Drug subcultures theory hypothesizes that drug use and abuse may diminish or cease if and when commitments to subcultural values, norms, and rituals decline or terminate for any combination of reasons. Such diminution in use may be due to reducing interaction or terminating friendships with drug-using peer groups or associates. Peer groups and individuals may switch preferences in drug use because of changing drug fads, declines in availability of a substance, or an increase in availability of another drug. Individuals may switch reference groups and orient themselves toward nondrug activities and associates. Nonusing friends (or those who are moderate users), parents, spouse, or legal authorities may exert direct pressure to reduce or terminate use. For the heaviest drug users--who are frequently sellers--a decision to stop dealing or to sell only to close friends may reduce the amount of drugs consumed.

Critical changes in the life cycle appear to be associated with long-term diminution and almost complete cessation of involvement in drug subcultures and drug use. Evidence from national surveys (Abelson et al. 1972, 1973, 1977; Abelson and Atkinson 1975; Abelson and Fishburne 1976; O'Donnell et al. 1976; Johnson 1978) and local surveys (Kandel 1978b; Brown et al. 1974; Division of Substance Abuse Services 1978; Johnson and Uppal, in press) indicates that the assumption of adult roles significantly decreases participation in the drug subculture for large segments of the regularly using population. Particularly important to diminishing use are marriage, parenthood, full-time employment, and associated changes in friends and peer groups (Brown et al. 1974). Involvement in these adult roles occupies major proportions of the

working day, as well as leisure time activities. Little or no effort is expended to seek drug supplies or associates with whom to use drugs. If, however, such persons attend social functions where drugs, especially marijuana, are being used, they may be influenced by the subcultural conduct norms of that peer group to use again. But these will be isolated episodes, which will not occur until another similar social occasion arises.

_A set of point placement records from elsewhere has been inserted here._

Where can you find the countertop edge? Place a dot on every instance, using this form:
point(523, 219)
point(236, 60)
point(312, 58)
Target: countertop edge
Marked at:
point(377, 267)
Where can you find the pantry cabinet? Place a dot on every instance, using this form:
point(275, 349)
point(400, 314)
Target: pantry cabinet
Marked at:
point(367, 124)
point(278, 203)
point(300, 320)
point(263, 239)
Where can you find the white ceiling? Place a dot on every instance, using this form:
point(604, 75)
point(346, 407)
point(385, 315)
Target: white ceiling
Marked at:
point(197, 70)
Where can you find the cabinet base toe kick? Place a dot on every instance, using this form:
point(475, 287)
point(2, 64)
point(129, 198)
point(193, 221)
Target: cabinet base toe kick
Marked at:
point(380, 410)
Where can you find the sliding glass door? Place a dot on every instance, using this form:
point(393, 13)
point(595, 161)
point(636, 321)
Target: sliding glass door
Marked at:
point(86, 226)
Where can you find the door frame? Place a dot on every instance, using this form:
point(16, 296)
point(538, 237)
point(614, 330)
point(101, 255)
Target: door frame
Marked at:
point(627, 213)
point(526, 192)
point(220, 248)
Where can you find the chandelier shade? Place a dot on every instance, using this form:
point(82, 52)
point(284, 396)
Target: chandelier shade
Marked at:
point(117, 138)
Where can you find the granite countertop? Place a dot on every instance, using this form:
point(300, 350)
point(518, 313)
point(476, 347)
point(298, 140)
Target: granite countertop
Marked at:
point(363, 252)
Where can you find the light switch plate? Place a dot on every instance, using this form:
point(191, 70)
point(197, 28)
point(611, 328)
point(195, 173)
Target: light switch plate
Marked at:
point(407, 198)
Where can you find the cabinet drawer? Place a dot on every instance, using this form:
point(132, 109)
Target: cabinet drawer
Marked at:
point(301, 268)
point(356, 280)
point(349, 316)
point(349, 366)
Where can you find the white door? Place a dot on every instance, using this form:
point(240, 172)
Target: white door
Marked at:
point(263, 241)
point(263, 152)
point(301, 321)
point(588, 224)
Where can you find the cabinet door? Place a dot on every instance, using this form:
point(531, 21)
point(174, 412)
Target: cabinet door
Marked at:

SELF-DEROGATION THEORY (p. 128)

Kaplan

Cessation of the drug abuse (or other deviant pattern) would be likely to occur if and when self-devaluing outcomes outweigh self-enhancing outcomes. In that case the subject would be likely to experiment with alternative modes of deviance, since normative patterns would continue to be motivationally unacceptable as long as they were subjectively and in fact associated with self-devaluing experiences. But insofar as individual maturation and correlated changes in socioenvironmental experiences (including social support systems) reduce the likelihood of self-devaluing experiences, offer new opportunities for self-enhancement, and provide the person with effective coping mechanisms and a correlated realistic sense of control over the environment, the illicit drug use is likely to cease in favor of normative response patterns.

EGO/SELF THEORY (p. 29)

Khantzian

The addict's relationship with and dependence on a substance are the result of failures to find more ordinary solutions to human problems of coping with emotional distress and seeking satisfaction for one's needs and wants. Drugs have been substituted as an extraordinary solution for a range of problems, but particularly as a means to cope with major ego and self disturbances. However, the drug "solutions" are at best short term and tenuous, and the long-term dependence on drugs has serious, maladaptive aspects and consequences. As a result, addicts understandably are very often ambivalent about their substances. Often consequences such as legal, medical, and interpersonal crises that result from long-term drug use break down the rationalizations and denial that have supported continuing drug use and dependency. At these times, alternative solutions and satisfactions become possible and realizable and may, for the first time in some and once again in others, make possible the replacement of drugs with human involvements such as alternative compulsive (but benign) activities, religious immersion, relationships, and becoming the treator (versus the treated). This may occur with or without treatment interventions or relationships.